Chapeliers. Il faut remplir des pages de formulaires, prêter serment. On le retient pendant des heures. Le traducteur donne la règle du jeu : «Si vous ne voulez pas mentir, vous direz la vérité, mais si vous voulez mentir, vous mentirez malgré le serment.» En train à travers le Texas, il voit peu d’avions : «Les sociétés de chemin de fer, puissantes, savourent chaque accident d’avion et s’en servent pour faire de la propagande aérienne.» Il fera la même remarque à propos des fabricants d’épingles, des coiffeurs, des chapeliers : «Le respect de la bienséance profite aussi bien aux vendeurs de chapeaux mous qu’aux vendeurs de chapeaux de paille. Que feraient les fabricants de chapeaux mous si les gens portaient des chapeaux de paille en hiver ? Que feraient les fabricants de chapeaux de paille si les gens portaient tout le temps les mêmes chapeaux ?» Il fallait peut-être un Soviétique, à ce moment-là, pour deviner à quel point l’Amérique est le seul pays où le communisme – grâce au capitalisme – a réussi. Il mord dedans avec joie, énergie : toute cette richesse, toute cette misère, toute cette activité, toute cette puissance, toute cette bêtise. New York est le miroir tordu de tout ce qu’il aime et craint du progrès en Russie. Le voyage au bout de la nuit est un voyage au bout de l’avenir.

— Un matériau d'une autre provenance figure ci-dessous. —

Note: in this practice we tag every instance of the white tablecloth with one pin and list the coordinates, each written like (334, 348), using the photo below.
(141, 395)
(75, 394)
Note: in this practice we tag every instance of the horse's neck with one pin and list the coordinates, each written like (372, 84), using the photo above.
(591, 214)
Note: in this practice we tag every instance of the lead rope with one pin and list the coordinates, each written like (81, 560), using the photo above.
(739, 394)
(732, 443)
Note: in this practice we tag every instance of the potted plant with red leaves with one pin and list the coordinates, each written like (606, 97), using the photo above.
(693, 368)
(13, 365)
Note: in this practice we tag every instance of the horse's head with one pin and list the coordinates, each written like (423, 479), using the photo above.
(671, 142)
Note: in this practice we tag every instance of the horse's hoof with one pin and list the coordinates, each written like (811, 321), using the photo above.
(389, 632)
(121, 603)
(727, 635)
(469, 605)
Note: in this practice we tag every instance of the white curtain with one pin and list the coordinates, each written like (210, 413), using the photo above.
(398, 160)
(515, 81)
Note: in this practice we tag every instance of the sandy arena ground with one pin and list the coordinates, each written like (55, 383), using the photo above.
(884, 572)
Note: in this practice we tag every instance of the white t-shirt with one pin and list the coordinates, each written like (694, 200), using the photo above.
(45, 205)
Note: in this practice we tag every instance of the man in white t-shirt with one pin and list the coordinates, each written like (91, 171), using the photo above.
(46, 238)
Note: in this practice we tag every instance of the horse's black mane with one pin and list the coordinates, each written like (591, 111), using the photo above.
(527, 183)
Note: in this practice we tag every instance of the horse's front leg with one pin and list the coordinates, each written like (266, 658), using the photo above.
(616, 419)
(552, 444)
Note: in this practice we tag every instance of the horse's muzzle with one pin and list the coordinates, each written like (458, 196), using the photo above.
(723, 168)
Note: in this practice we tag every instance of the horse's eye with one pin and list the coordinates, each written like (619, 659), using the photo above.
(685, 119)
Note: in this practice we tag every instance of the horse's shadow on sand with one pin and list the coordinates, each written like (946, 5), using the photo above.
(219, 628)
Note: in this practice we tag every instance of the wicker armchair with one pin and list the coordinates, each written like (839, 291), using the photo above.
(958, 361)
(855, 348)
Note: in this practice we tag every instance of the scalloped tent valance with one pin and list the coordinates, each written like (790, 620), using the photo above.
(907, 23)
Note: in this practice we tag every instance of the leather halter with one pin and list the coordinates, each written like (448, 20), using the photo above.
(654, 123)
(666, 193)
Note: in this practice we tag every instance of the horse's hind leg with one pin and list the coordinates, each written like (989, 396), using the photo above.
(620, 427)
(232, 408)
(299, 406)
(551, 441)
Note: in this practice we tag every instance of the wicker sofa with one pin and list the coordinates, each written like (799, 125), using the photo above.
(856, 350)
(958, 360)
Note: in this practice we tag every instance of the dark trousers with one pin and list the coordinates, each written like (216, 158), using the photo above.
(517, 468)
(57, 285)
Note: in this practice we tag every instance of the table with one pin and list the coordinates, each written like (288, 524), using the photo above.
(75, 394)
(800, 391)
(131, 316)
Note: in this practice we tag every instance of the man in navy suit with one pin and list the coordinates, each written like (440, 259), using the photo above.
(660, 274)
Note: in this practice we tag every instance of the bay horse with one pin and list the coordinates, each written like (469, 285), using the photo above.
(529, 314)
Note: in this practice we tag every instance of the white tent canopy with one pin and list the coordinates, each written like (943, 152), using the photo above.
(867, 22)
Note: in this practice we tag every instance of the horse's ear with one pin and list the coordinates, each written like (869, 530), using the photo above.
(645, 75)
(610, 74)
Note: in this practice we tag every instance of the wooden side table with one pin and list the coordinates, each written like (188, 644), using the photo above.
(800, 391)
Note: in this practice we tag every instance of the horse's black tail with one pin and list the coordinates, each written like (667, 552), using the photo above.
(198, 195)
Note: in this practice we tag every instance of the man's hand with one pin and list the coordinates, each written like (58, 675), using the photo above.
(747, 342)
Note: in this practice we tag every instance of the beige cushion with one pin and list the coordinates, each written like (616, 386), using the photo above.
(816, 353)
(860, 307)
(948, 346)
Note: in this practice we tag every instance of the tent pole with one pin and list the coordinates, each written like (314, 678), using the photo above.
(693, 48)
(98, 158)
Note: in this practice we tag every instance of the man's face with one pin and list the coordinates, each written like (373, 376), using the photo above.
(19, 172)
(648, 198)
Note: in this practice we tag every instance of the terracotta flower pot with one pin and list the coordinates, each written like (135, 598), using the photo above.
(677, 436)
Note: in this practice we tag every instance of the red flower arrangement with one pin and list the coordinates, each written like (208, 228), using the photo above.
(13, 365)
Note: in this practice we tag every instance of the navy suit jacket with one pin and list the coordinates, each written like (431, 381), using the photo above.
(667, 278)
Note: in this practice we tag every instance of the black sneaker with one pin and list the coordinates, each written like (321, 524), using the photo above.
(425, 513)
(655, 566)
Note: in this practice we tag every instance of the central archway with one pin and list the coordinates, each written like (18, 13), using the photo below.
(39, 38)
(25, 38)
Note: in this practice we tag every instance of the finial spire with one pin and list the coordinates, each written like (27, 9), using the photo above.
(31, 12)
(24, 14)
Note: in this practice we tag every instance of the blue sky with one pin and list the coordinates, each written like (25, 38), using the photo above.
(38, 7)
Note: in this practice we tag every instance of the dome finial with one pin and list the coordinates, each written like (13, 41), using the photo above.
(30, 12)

Les plus riches mangent «dans des restaurants onéreux des cochonneries épicées», «dans la pénombre parce qu’ils préfèrent les bougies à l’électricité». Pour un Russe qui vit dans la pénurie, c’est risible : pourquoi se passer du confort qu’on développe et qu’on vend ? «Toute l’électricité appartient à la bourgeoisie et elle mange à la lueur des bouts de chandelle. Elle a une peur inconsciente de sa propre électricité. Elle est décontenancée, comme un sorcier qui a convoqué les esprits et ne sait pas comment les contrôler.»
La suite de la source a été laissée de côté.